Yürüyüş boyunca atılan sloganlar ve taşınan pankartlarda Hartz 4ün bir yoksulluk yasası olduğu, sendikalara ve yöneticilere olan tepki ve öfke dile getirildi.
Yürüyüş belediye binasının önüne kadar devam etti. Burada belediye başkanının sekreteri kendisine yöneltilen sorulara cevap verirken, Hartz 4ün gösterilerle değil sevinçle karşılanması gerektiğini anlattı. Belediyenin sözcüsü, hizmetinde olduğu sınıfın programını anlatmayı göstericilerin yuhalamasından dolayı bitiremedi, göstericilerin öfkesiyle karşı karşıya kaldı. Kendisine yöneltilen 1 euroluk düşük ücretli iş ve toplumun sosyal yardımla geçinen kesiminin ev ve kira yardımıyla ilgili sorulara verdiği cevaplar ise, insanlık onurunun burjuvazi için hiçbir değer taşımadığını bir kez daha kanıtladı.

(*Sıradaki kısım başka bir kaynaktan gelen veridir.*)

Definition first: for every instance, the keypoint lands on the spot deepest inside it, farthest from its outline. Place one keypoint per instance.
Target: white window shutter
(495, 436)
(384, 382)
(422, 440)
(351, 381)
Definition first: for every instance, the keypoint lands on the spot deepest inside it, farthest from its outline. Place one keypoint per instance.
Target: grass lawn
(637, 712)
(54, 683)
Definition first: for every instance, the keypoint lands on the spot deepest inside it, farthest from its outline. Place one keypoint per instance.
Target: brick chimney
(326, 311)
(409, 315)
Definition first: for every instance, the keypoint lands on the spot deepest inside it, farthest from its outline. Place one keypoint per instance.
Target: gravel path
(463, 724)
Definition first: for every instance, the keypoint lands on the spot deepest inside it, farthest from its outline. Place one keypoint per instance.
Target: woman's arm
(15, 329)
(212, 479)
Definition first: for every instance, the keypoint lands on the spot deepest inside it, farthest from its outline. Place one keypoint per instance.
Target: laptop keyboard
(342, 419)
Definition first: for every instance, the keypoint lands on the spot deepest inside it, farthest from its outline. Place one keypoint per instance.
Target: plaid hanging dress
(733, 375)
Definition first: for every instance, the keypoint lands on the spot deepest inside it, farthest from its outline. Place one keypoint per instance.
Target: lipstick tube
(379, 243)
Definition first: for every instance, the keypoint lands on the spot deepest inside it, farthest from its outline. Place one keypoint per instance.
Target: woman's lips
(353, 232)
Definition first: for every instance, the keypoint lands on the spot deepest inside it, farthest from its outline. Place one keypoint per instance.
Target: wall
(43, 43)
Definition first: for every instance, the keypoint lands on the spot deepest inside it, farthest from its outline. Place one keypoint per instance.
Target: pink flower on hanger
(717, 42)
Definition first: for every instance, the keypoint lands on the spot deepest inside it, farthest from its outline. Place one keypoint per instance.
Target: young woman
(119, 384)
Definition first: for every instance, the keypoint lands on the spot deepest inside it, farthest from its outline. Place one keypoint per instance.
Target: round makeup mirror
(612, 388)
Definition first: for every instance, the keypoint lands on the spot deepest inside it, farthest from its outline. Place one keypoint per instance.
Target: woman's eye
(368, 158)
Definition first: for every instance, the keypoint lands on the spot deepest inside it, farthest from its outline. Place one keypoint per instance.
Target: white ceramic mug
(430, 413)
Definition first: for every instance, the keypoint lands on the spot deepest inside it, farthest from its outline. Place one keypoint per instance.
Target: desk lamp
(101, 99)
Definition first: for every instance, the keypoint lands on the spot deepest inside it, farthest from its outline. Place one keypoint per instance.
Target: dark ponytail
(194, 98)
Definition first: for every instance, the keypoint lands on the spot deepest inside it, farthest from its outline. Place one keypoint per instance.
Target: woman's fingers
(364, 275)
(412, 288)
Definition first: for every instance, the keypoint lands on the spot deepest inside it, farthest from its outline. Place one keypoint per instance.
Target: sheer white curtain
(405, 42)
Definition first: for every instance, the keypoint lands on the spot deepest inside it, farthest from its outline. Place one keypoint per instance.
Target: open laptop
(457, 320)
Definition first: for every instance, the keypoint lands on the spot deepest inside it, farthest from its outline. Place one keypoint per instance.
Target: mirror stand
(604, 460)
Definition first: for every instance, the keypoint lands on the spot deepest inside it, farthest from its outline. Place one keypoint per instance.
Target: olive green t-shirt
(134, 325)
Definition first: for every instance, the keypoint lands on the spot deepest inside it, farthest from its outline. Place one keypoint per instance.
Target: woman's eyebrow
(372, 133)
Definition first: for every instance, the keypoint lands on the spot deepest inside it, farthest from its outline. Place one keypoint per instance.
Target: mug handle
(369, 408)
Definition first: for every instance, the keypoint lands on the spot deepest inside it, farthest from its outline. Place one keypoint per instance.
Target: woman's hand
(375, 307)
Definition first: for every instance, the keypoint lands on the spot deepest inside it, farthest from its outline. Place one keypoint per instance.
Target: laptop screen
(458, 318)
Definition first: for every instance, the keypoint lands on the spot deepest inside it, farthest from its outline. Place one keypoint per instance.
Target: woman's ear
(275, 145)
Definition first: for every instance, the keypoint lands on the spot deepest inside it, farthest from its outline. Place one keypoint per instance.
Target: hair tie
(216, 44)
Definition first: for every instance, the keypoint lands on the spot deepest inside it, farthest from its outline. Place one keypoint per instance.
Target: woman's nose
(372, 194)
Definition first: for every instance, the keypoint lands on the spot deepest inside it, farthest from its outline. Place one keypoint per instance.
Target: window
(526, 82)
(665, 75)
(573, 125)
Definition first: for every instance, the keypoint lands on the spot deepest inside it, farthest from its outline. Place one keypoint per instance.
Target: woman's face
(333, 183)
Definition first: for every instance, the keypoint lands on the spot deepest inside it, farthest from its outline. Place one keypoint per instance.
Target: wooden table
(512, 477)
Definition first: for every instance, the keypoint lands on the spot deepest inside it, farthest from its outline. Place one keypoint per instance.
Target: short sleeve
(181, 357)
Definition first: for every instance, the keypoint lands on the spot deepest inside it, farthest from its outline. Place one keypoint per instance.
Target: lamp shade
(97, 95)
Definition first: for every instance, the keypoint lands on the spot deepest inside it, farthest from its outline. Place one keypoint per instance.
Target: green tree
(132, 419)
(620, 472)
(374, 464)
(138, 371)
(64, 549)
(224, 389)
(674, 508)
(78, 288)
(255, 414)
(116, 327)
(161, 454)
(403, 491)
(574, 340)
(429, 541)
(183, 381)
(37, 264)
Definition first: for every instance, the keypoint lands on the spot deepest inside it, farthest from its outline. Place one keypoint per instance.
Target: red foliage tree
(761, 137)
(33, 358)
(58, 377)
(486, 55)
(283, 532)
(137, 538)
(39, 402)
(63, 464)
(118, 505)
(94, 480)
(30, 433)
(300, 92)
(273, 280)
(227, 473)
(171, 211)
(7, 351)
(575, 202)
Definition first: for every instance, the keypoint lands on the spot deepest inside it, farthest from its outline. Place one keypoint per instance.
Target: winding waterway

Belediye sözcüsünün konuşmasının ardından Bertolt Brechtten şarkılar okundu. Böylece belediye temsilcisine de en iyi yanıt verilmiş oldu. Böylesi bir eylemde Bertolt Brecht gibi devrimci bir şair ve kavga adamının anılması, onun dizeleriyle kölece yaşamak istemeyenlerin mücadeleye çağrılması çok anlamlıydı. Bertolt Brechtin silahlanmak zorundayız, yoksa yukardakiler başka dilden anlamıyorlar dizeleri bu haftaki eylemin en önemli mesajıydı.